In N.C. Dep’t of Revenue v. The Kimberly Rice Kaestner 1992 Family Trust 588 U.S. __________ (2019) , a decision eagerly awaited by tax and trust and estates professionals, the U.S. Supreme Court affirmed, in a 9-0 opinion authored by Justice Sotomayor a lower court decision, holding that the imposition of State tax on undistributed income generated by trust corpus violates the Due Process Clause of the Fourteenth Amendment when based solely on the presence of in-state beneficiaries and when such beneficiary has no right to compel distributions of income and is uncertain to ever receive it. Justices Alito filed a concurring opinion, in which Justices Roberts and Gorsuch concurred.
The controversy arose when the Trustee of the Kimberly Rice Kaestner 1992 Family Trust paid, under protest, the State of North Carolina more than $1.3 million in state income taxes in 2005-2008 and sued to recover, arguing that the state lacked the Constitutional authority to tax undistributed income. During that period, the beneficiaries received no distributions of income from the Trust.
The Trust was, at all times, administered in the State of New York and the Commonwealth of Massachusetts. The Trust generated no North Carolina source income nor held any property in the State. The Grantor, Joseph Lee Rice, III was a New York resident when he formed the Trust, which provided that the Trust would be governed by New York law and appointed a New York Trustee. Under the terms of the Trust, the Trustee had sole discretion whether to distribute income to or for the benefit of a beneficiary. The beneficiaries (Kimberly Kaestner and her children) were North Carolina residents, and were the only “contacts” North Carolina had with the Trust.
The Trust provided that the Trust would terminate when the beneficiary reached age 40, but the Trustee, in consultation with Kaestner, decanted the assets in to a successor trust instead of terminating and distributing the assets to her.
The Court conducted a traditional “minimum contacts” Due Process two step analysis as set for the in Quill Corp. V. North Dakota, 504, U.S. 298 (1992) and International Shoe Company v. Washington, 326 U.S. 310 (1945). The first step is that there must be “some definite link”, e.g. some minimum contacts or connection between the state and the person/entity it seeks to tax. Secondly, the income subject to tax must be rationally related to the “values connected” with the State imposing the tax. The Court found that because the State failed the first step, it need not, and did not, address the second step.

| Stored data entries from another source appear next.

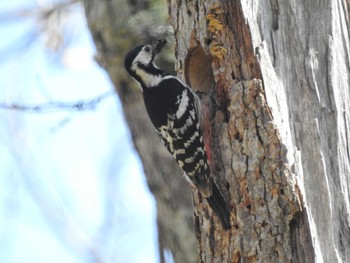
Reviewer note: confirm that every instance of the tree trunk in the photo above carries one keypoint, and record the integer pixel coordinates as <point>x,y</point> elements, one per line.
<point>280,71</point>
<point>107,21</point>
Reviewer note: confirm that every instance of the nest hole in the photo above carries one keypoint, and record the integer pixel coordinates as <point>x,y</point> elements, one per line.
<point>198,70</point>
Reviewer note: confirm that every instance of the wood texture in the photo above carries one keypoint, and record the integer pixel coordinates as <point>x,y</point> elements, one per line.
<point>281,76</point>
<point>107,21</point>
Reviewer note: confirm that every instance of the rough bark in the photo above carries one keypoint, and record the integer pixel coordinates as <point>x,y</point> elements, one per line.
<point>107,21</point>
<point>280,71</point>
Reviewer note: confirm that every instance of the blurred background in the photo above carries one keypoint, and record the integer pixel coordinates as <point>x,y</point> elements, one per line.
<point>71,185</point>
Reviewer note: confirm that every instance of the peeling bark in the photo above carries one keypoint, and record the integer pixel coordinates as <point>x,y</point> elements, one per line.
<point>282,137</point>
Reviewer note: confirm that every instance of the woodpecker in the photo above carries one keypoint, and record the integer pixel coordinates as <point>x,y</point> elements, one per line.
<point>180,120</point>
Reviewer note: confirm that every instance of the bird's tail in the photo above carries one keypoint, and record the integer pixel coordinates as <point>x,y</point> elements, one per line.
<point>219,206</point>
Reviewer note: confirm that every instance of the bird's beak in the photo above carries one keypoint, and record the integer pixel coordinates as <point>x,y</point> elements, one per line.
<point>158,45</point>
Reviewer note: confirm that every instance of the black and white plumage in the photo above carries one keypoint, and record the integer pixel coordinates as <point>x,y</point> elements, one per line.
<point>179,118</point>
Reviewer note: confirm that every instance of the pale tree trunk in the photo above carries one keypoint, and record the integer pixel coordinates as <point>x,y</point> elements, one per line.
<point>280,71</point>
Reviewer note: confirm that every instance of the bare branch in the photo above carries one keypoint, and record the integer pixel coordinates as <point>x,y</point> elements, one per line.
<point>54,106</point>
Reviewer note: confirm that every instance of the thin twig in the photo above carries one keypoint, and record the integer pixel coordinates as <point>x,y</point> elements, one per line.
<point>54,106</point>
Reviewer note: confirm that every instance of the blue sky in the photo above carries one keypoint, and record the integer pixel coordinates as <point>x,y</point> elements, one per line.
<point>71,185</point>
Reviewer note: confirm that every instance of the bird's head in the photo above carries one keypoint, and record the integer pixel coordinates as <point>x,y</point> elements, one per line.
<point>139,61</point>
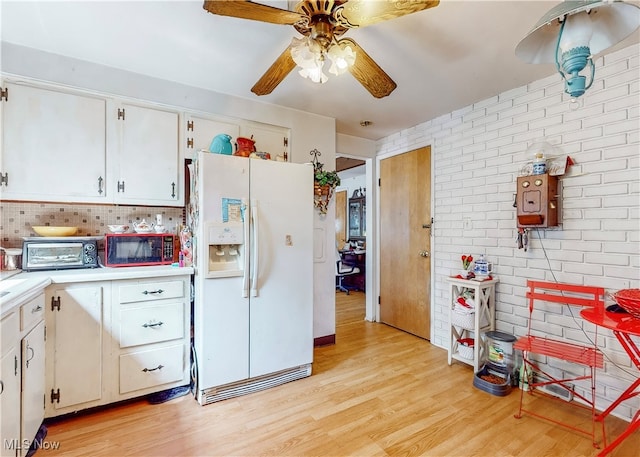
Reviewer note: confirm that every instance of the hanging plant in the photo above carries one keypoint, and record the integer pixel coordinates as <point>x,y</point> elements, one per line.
<point>324,183</point>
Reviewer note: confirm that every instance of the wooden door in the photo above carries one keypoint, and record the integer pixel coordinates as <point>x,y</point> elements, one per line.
<point>405,245</point>
<point>341,218</point>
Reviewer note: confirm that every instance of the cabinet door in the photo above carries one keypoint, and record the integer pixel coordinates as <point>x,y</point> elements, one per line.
<point>33,382</point>
<point>271,139</point>
<point>54,145</point>
<point>148,157</point>
<point>9,387</point>
<point>74,346</point>
<point>200,131</point>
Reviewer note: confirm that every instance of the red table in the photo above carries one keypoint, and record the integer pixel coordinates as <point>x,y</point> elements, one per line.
<point>623,326</point>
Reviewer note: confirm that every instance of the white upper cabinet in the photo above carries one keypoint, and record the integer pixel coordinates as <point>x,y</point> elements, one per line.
<point>53,145</point>
<point>200,131</point>
<point>147,166</point>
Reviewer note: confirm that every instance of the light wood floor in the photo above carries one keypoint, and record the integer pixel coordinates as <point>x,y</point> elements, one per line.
<point>376,392</point>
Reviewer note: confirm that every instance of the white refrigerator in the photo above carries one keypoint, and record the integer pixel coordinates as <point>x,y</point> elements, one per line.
<point>253,306</point>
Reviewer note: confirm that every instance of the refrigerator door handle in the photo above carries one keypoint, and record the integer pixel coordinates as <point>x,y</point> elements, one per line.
<point>245,255</point>
<point>255,248</point>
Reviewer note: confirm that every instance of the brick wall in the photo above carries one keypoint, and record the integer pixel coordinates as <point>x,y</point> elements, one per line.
<point>477,152</point>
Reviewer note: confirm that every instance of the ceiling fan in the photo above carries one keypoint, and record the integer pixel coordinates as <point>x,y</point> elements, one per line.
<point>322,23</point>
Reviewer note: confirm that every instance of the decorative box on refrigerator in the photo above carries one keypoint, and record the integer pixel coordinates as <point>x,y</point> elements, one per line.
<point>253,312</point>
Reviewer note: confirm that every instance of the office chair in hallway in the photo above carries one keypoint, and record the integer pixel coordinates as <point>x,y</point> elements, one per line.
<point>343,270</point>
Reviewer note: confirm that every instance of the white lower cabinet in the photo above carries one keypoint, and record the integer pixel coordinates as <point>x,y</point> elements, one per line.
<point>33,395</point>
<point>22,376</point>
<point>113,340</point>
<point>10,385</point>
<point>153,319</point>
<point>75,346</point>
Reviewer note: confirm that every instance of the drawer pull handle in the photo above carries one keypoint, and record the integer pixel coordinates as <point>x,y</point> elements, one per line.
<point>155,324</point>
<point>159,291</point>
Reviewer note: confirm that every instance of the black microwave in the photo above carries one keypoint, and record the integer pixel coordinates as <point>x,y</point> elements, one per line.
<point>138,249</point>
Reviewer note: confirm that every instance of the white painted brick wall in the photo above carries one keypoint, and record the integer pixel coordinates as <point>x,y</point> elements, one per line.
<point>477,152</point>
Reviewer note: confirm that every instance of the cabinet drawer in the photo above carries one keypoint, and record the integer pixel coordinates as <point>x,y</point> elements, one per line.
<point>32,312</point>
<point>9,332</point>
<point>143,369</point>
<point>150,291</point>
<point>151,324</point>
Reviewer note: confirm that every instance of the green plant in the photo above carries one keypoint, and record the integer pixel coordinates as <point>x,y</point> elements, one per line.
<point>327,178</point>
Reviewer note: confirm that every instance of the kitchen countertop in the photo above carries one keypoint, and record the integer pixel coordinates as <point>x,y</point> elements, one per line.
<point>17,287</point>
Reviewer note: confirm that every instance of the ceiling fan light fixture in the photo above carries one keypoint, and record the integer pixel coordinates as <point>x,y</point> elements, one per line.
<point>314,74</point>
<point>572,32</point>
<point>342,57</point>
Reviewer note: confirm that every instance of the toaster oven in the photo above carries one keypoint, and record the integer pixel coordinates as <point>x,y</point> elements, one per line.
<point>59,253</point>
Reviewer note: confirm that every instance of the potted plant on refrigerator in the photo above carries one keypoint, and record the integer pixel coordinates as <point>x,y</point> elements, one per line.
<point>324,183</point>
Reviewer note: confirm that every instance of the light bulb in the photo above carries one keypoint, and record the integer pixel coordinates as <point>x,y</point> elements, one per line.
<point>577,32</point>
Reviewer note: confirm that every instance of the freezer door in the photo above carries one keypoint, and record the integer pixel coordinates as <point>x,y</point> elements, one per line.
<point>281,305</point>
<point>221,313</point>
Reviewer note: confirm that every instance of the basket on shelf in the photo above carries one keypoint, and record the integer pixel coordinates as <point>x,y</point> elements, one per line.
<point>464,320</point>
<point>465,347</point>
<point>629,299</point>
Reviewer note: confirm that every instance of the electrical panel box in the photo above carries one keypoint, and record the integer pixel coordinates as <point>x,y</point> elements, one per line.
<point>537,201</point>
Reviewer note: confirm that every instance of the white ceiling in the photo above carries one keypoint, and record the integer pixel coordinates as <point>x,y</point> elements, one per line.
<point>442,59</point>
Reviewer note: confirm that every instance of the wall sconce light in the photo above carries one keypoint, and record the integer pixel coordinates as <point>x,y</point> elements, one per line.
<point>571,33</point>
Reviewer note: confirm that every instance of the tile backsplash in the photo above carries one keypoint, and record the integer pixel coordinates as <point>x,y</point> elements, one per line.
<point>16,218</point>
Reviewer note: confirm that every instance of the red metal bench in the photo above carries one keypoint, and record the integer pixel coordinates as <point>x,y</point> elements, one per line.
<point>536,350</point>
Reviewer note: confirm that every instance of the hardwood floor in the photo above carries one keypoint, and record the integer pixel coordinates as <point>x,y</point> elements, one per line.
<point>376,392</point>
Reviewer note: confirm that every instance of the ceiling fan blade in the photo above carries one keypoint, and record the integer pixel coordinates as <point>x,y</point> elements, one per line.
<point>369,73</point>
<point>275,74</point>
<point>245,9</point>
<point>360,13</point>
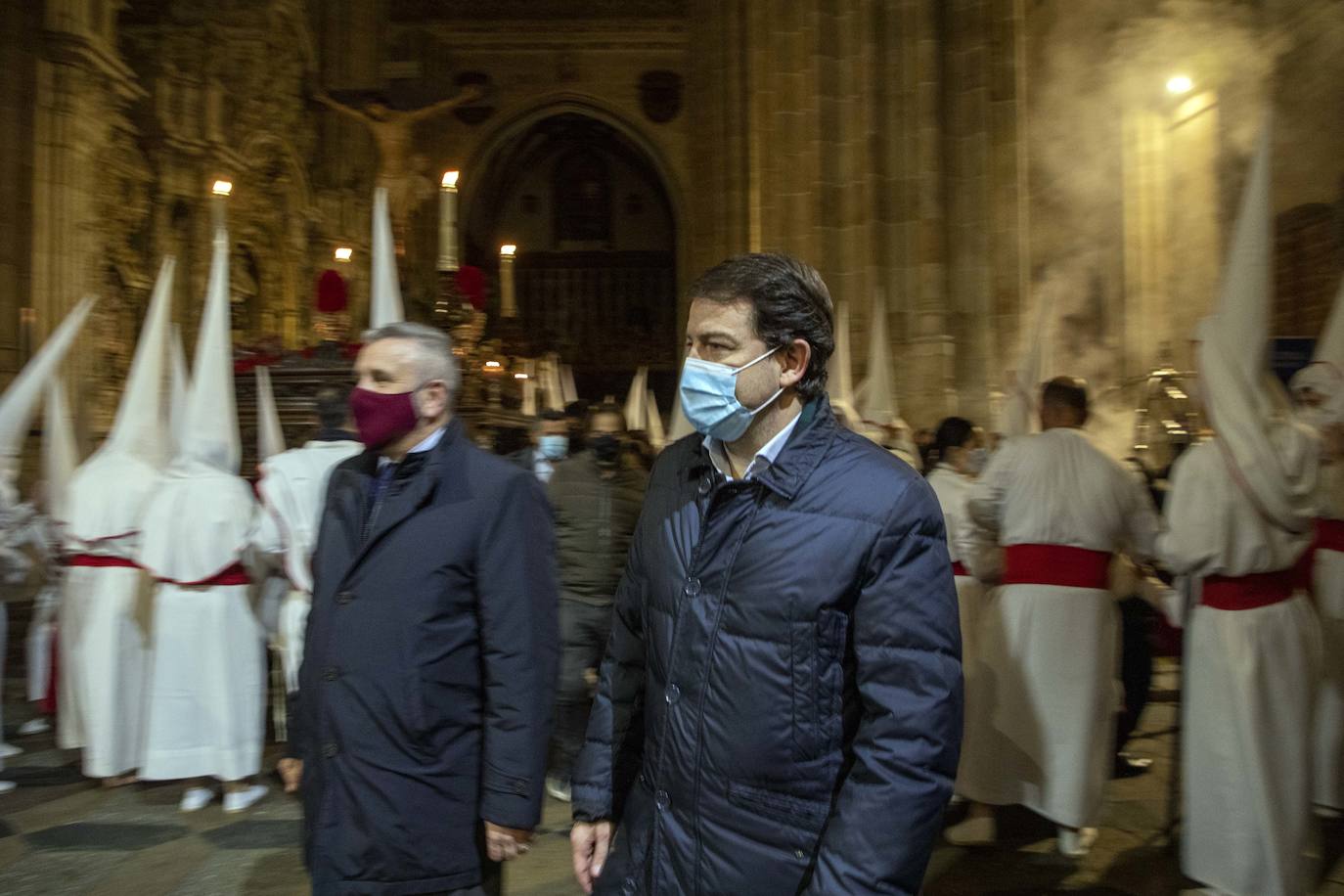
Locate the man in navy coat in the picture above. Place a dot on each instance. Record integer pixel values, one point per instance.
(431, 649)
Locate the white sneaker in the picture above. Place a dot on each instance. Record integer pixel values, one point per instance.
(244, 799)
(38, 726)
(980, 830)
(195, 798)
(1077, 842)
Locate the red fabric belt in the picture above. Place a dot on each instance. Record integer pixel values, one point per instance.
(237, 574)
(100, 560)
(1247, 591)
(1056, 564)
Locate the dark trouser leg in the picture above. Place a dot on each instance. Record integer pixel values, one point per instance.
(584, 633)
(1136, 666)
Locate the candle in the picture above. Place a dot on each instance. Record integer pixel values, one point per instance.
(509, 304)
(448, 222)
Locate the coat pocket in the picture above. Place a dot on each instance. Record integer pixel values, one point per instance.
(832, 633)
(793, 812)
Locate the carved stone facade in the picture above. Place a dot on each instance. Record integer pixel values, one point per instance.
(956, 156)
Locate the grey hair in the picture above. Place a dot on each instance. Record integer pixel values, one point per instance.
(433, 347)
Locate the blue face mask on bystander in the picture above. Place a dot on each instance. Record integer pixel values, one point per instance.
(554, 448)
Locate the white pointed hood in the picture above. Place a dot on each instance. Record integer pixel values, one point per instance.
(384, 302)
(636, 398)
(1325, 373)
(109, 490)
(270, 435)
(210, 435)
(178, 387)
(200, 517)
(19, 400)
(1273, 460)
(1021, 403)
(140, 428)
(60, 454)
(657, 438)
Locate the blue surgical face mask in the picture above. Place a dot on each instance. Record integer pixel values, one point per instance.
(554, 448)
(710, 398)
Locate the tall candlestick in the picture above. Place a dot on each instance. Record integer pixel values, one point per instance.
(509, 304)
(448, 222)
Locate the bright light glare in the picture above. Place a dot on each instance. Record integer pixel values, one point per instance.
(1179, 83)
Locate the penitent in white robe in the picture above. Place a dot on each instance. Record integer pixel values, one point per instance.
(1043, 690)
(207, 683)
(293, 492)
(1328, 593)
(101, 619)
(1247, 694)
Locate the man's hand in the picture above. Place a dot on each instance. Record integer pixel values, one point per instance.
(291, 773)
(589, 842)
(503, 844)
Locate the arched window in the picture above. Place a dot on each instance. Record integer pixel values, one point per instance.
(582, 191)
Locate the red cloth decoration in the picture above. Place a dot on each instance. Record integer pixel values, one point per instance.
(470, 284)
(333, 294)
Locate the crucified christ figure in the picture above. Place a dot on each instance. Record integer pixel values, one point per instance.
(392, 130)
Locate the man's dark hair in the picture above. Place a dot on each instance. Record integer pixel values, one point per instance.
(1066, 392)
(955, 431)
(333, 407)
(787, 301)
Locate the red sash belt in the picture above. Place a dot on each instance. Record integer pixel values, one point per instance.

The Court noted that it has previously held that State income tax on income distributed to an in-state resident, tax based on the residence of an in-state Trustee and on a trust with in in-state principal place of administration is constitutional.
In prior cases, the Court’s analysis under the Due Process clause has “focused on the extent of the in-state beneficiary’s rights to control, possess enjoy, or receive trust assets”. In Kaestner the Court wrote that tax based solely on the residency of an in-state beneficiary requires that the beneficiary “must have some degree of possession, control, or enjoyment of the trust property or a right to receive that property before the State can tax the asset”, otherwise the required “minimum connection” is “too attenuated”.
While unanimous, the decision is limited to the facts of this case, perhaps to the disappointment of some practitioners. The Court noted that “In limiting our holding to the specific facts presented, we do not imply approval or disapproval of trust taxes that are premised on the residence of beneficiaries whose relationships to trust assets differs from that of the beneficiaries here”. In the concurring opinion, Justice Alito noted that “[the Court’s] decision not to answer questions not presented by the facts of this case does not open for reconsideration any points resolved by our prior decisions.”
For those practitioners interested in deeper analysis, I recommend reading the Opinion, specifically with attention to the Court’s comments comparing North Carolina’s law with those of ten other States that that appear to impose tax based on the residency of the beneficiary. See footnote 12 and 13.